Super Hexagon possess a kind of purity of form and function not normally seen in a market where even the smallest character in a game is mandated to have a full backstory, to appease the PR types who think that adding cursory identity is the same as depth. You are a little triangle, which can move around a circular track in the centre of the playing area. Barriers pulse from the outside in towards the centre, converging at the hexagonal core which you surround; impacting one of these results in a dry, passionless intonation of ‘game over’, with the paltry number of seconds you managed to survive for displayed for all to see.
The playing area spirals around hypnotically even as it throbs and undulates in time to the manic chiptune soundtrack provided by Chipzel; every digitally distorted bleep serves to heighten the intensity. Colours fade and swirl, lines glow and fade, spiralling ever inward to the central hexagon, which occasionally transmutes into a pentagon, or a square. With a pair of headphones on it almost feels like being deprogrammed.
Such pretty colours...
This is a game about threading the needle constantly, and it can be as exhilarating as it is frustrating. There is no easy mode. Hell, there isn’t even a normal mode, it goes hard, harder, hardest, and if you choose to venture into the latter before you’re ready, then you bring it on yourself. There are also three hidden modes which unlock when you complete each of the first three; I don’t even want to know what evil lies behind those doors.

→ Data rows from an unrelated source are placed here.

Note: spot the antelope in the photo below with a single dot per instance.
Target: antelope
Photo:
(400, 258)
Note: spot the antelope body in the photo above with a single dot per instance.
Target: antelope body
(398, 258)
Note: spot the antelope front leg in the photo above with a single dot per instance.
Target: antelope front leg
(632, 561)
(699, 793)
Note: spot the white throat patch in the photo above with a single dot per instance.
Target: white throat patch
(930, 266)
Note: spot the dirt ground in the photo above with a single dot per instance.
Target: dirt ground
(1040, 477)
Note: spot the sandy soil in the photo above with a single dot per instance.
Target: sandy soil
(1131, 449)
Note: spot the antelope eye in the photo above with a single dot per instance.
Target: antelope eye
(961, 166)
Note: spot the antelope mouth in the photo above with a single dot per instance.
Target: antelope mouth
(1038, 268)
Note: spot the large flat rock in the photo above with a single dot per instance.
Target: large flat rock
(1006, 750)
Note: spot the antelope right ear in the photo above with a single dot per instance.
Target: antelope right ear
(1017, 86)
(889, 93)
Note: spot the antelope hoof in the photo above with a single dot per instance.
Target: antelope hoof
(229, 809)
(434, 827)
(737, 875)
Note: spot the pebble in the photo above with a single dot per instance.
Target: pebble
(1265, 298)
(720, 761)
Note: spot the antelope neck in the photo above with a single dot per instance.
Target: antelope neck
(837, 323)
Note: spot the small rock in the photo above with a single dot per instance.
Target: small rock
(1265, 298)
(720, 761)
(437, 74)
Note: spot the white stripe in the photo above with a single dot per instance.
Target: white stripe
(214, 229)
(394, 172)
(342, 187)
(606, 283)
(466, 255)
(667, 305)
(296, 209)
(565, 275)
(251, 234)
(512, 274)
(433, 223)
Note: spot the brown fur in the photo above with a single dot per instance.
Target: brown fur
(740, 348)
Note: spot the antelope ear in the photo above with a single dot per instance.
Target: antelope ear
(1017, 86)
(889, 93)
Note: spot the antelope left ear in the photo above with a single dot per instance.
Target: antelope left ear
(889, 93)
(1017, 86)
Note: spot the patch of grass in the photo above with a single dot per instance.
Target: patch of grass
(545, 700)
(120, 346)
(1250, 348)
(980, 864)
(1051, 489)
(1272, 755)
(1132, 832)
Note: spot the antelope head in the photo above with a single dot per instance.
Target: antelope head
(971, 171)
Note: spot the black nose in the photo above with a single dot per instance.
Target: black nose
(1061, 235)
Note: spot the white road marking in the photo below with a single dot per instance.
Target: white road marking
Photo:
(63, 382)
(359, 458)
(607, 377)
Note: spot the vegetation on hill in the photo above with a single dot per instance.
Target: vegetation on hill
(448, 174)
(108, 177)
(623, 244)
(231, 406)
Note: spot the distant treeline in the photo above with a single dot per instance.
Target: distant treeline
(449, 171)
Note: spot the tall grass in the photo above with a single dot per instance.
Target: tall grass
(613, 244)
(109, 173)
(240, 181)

It seems somewhat paradoxical that such a mercilessly difficult game can garner such positive attention, but teeth-grindingly troublesome games seem to be making a resurgence of sorts. Games like Dark Souls and Super Meat Boy are being lauded for presenting a serious, bordering-on-unreasonable challenge to players after years of simplified objectives and extended tutorials from developers worried about leaving less skilled gamers behind. Super Hexagon fits right into that mould of old with the assertion that when you get that game over screen, it’s no-one’s fault but yours. You will fail. You will fail a lot. But this relentless punishment can only serve to make your few triumphs glorious and exquisite. If you can take it.